Book: Peter Darling
Publisher: Less Than Three Press
Publication date: February 15, 2017
Length: 140 pages
Reviewed by Erin
Ten years ago, Peter Pan left Neverland to grow up, leaving behind his adolescent dreams of boyhood and resigning himself to life as Wendy Darling. Growing up, however, has only made him realize how inescapable his identity as a man is.
But when he returns to Neverland, everything has changed: the Lost Boys have become men, and the war games they once played are now real and deadly. Even more shocking is the attraction Peter never knew he could feel for his old rival, Captain Hook—and the realization that he no longer knows which of them is the real villain.
I'll be totally honest with you, fairy tale retellings are usually not my thing. But between the absolutely stunning cover of Austin Chant's Peter Darling and the blurb to go along with it, I knew right away that this was one book I could not miss. A queer retelling of Peter Pan? Boy am I glad I didn't. I don't know if I've read a book that was quite this extraordinary in a very long time. Brilliantly imaginative with the most gorgeous, vibrant imagery and a story that while familiar was VERY different from the original, Peter Darling was one breathless surprise after another. Austin Chant is one of the most gifted writer's I've come across—his ability to weave a story that will catapult you to a world you can't even being to imagine is almost mind-blowing.

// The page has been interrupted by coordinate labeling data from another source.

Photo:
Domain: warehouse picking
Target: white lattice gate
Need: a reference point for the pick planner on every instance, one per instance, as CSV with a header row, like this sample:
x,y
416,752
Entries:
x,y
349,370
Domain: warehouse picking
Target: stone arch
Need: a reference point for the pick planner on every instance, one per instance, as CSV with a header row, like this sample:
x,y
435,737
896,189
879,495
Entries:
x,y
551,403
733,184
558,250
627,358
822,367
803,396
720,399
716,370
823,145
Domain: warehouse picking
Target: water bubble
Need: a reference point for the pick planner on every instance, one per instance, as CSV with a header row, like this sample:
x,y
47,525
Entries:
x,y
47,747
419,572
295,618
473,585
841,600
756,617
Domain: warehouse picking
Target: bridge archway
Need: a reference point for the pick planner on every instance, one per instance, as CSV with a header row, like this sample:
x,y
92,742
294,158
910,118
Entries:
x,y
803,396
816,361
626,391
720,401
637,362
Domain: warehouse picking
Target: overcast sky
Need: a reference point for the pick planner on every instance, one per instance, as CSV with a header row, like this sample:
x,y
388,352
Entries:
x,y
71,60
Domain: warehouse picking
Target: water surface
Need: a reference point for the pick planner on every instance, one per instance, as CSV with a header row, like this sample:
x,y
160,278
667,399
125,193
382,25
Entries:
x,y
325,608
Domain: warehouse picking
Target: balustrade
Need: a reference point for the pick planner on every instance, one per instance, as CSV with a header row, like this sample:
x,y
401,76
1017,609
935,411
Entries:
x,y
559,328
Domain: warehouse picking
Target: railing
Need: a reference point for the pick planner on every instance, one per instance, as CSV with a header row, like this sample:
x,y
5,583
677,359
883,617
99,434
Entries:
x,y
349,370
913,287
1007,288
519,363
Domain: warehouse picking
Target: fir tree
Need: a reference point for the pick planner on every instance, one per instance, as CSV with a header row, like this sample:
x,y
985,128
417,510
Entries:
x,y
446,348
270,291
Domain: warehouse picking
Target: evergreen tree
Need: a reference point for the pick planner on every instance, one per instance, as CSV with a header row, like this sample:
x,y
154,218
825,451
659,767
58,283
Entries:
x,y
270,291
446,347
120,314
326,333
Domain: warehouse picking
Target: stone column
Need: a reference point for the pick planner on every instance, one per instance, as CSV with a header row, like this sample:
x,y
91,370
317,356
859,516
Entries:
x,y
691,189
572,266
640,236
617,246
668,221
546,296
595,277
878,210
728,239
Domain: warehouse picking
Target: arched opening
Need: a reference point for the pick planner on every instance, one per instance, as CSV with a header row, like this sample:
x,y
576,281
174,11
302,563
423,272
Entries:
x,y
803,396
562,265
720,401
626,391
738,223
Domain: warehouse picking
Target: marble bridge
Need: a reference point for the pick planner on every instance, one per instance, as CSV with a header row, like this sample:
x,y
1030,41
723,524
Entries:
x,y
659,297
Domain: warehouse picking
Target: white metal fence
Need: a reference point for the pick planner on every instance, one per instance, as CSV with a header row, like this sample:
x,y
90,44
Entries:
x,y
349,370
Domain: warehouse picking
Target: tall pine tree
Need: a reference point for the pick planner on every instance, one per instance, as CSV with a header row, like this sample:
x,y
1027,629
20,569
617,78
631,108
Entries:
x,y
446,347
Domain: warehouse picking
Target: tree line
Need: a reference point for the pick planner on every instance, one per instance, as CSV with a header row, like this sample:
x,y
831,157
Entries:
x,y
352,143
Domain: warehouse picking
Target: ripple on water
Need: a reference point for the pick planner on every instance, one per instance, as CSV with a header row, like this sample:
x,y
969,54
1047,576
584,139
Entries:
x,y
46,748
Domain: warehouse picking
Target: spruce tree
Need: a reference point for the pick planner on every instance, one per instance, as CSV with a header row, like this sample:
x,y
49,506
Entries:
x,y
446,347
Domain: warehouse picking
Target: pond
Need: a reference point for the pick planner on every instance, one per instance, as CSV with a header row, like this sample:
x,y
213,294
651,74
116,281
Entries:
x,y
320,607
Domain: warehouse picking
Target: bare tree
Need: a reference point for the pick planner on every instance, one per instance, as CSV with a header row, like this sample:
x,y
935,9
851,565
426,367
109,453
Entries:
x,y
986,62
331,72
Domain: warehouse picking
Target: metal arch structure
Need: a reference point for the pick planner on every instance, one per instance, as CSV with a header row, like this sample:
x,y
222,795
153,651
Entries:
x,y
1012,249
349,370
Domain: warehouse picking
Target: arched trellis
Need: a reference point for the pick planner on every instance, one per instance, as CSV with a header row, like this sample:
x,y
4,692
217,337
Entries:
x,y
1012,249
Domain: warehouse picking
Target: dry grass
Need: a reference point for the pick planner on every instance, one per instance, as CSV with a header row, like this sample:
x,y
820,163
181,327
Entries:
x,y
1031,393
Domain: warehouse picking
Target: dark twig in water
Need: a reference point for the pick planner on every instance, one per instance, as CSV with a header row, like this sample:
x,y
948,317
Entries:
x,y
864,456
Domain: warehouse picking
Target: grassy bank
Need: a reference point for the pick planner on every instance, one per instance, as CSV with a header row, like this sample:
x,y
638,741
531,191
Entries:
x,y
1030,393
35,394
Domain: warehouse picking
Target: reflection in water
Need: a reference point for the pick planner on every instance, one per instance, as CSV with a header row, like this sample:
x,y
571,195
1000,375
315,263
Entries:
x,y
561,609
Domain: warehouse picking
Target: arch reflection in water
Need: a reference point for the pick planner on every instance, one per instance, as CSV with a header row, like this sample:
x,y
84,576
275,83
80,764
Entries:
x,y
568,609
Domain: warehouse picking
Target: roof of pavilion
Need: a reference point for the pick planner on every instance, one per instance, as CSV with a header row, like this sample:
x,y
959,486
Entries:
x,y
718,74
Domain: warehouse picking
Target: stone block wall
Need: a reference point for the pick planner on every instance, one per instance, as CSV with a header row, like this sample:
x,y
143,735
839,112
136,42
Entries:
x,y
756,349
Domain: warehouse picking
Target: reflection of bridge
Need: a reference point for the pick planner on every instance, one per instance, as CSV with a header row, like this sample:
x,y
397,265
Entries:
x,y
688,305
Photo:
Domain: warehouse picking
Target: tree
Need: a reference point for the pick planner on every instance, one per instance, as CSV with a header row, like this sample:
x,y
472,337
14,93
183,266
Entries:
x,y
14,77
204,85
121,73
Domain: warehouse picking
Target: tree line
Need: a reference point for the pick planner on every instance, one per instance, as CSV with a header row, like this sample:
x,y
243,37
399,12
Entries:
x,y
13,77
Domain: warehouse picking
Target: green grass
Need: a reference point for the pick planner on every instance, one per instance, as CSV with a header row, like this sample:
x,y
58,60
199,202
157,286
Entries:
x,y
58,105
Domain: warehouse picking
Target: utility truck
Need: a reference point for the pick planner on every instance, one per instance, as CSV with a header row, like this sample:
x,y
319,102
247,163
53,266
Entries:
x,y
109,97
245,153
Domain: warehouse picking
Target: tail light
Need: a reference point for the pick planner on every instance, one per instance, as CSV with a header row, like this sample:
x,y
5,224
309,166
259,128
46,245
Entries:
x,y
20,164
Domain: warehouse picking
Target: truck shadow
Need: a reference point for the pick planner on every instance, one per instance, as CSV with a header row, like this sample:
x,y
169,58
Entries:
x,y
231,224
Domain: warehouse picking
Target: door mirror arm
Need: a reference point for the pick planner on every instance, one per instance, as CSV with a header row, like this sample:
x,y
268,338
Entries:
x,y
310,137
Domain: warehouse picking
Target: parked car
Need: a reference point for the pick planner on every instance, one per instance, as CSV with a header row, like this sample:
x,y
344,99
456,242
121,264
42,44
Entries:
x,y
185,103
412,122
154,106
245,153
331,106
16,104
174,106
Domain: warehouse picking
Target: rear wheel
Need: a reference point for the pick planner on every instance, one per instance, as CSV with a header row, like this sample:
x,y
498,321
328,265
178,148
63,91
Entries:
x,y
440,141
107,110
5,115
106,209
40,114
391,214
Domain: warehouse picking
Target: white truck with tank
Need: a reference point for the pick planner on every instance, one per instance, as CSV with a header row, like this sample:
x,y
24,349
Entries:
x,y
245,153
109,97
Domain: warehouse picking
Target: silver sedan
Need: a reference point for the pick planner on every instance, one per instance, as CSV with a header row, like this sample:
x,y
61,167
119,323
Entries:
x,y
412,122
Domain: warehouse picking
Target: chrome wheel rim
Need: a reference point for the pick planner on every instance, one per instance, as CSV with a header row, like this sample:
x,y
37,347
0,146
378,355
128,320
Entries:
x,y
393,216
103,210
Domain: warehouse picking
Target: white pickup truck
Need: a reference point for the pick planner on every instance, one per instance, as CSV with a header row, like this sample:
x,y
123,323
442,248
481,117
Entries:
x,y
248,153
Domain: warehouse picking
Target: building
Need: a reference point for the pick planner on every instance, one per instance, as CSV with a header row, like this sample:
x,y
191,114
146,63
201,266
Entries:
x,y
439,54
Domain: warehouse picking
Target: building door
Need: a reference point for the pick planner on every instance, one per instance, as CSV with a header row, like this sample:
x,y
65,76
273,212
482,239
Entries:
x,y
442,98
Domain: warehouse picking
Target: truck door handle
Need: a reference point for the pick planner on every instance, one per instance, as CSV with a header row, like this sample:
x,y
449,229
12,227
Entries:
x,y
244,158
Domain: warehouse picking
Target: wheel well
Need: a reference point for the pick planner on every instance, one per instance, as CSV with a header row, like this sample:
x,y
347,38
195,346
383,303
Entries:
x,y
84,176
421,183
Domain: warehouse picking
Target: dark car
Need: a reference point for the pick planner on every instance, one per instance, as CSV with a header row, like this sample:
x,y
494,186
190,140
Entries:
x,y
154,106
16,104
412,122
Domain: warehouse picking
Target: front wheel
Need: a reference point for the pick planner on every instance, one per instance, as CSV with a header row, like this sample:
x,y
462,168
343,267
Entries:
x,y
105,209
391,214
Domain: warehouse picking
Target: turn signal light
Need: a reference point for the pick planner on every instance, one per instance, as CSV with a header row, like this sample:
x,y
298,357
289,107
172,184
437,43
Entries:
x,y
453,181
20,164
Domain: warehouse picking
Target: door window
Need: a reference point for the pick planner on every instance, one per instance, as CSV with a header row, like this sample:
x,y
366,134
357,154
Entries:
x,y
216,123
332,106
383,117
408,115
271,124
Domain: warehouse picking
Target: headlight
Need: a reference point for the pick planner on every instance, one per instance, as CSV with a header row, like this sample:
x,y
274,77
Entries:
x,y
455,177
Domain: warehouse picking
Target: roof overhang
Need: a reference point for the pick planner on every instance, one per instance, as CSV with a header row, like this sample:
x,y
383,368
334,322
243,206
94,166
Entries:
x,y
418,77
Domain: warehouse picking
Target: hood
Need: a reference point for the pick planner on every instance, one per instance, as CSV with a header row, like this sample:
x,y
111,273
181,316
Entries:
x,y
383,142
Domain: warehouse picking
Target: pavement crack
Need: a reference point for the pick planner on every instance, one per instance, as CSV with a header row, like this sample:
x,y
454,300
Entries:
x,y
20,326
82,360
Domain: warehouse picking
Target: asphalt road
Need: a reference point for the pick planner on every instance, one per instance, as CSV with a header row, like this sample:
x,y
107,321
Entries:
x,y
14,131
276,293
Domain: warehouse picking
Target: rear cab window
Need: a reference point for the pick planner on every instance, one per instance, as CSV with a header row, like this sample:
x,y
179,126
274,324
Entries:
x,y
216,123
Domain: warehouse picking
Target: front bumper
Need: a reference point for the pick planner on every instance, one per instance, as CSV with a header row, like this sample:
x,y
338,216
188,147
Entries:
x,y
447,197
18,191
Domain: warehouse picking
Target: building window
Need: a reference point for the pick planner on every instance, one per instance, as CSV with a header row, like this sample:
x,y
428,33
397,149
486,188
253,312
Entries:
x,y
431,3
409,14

Though the world that Chant delivers his readers to is one that most will be familiar with—Hook, the Lost Boys, Tinkerbell, crocodiles and mermaids just to name a few—the differences make the story completely his own. There is a mystical, magical, ethereal vibe that is present from beginning to end that really just wowed me. I felt like I could SEE everything and HEAR the waterfalls and the clash of swords or the chittering of fairies. The fact that this is a story about Peter and Hook just made this all the more interesting to me. As a trans man writing about a trans character, I felt Chant's writing of Peter's inner thoughts and his memories were achingly realistic.
Peter Darling is a hard book to review for the simple reason that it's an experience that should be savored. I would absolutely hate to take any of the surprise away. Peter's journey from London to Neverland and back again is emotional, painful, and joyous in turns. His growth from a rather spoiled, devious and almost cruel child to the person who loves and adores James Hook is remarkable. There are moments of gender dysphoria that brought tears to my eyes for the pain and confusion and fear that Peter goes through. As Peter begins to understand the true meaning of Neverland and what he must do to return home ... well, you'll just have to read to see just how magnificent it all is. Peter grows and learns and as he realizes and accepts his feelings for Hook, my heart just warmed me all over.
James grimaced, which was difficult, because his face was mostly numb. "Don't pretend to be concerned," he snapped. "If you really wanted to help, you'd stop making this accursed storm so I could find him without freezing to death."
The queen's laughter was a terrible, discordant clanging that set his teeth on edge. "Oh, James," she said. "It's his storm."
James opened his mouth, then shut it.
"I see," he said at length. "I should have known."
He felt blank. He'd truly thought it was Neverland or the fae or some malicious force of nature trying to wash him into the sea, trying to keep him away from Peter.
But it had been Peter—Peter trying to keep him away, or just raging against the world, thoughtless of what he might be doing to James.
"Haven't you ever noticed that the sun comes out when he smiles?" the queen said. "It's another thing he wished for when he was a boy."
James laughed raggedly. "And all I wished for was a pirate crew."
"He is a far bolder storyteller than you."
This is a beautiful story of love and acceptance. It's a journey, sometimes brutal and sometimes soft and tender. Hook ... man I just loved him. Like A LOT. From his clothes to his speech to his teasing of Peter, he's just fabulous. The Lost Boys, Ernest in particular were such an integral part of the story and let's not forget Miss Tinkerbell and the rest of the fairies, too. All of them have a place. There are lessons to be learned while reading Peter Darling. Don't miss this one people, it's truly magical.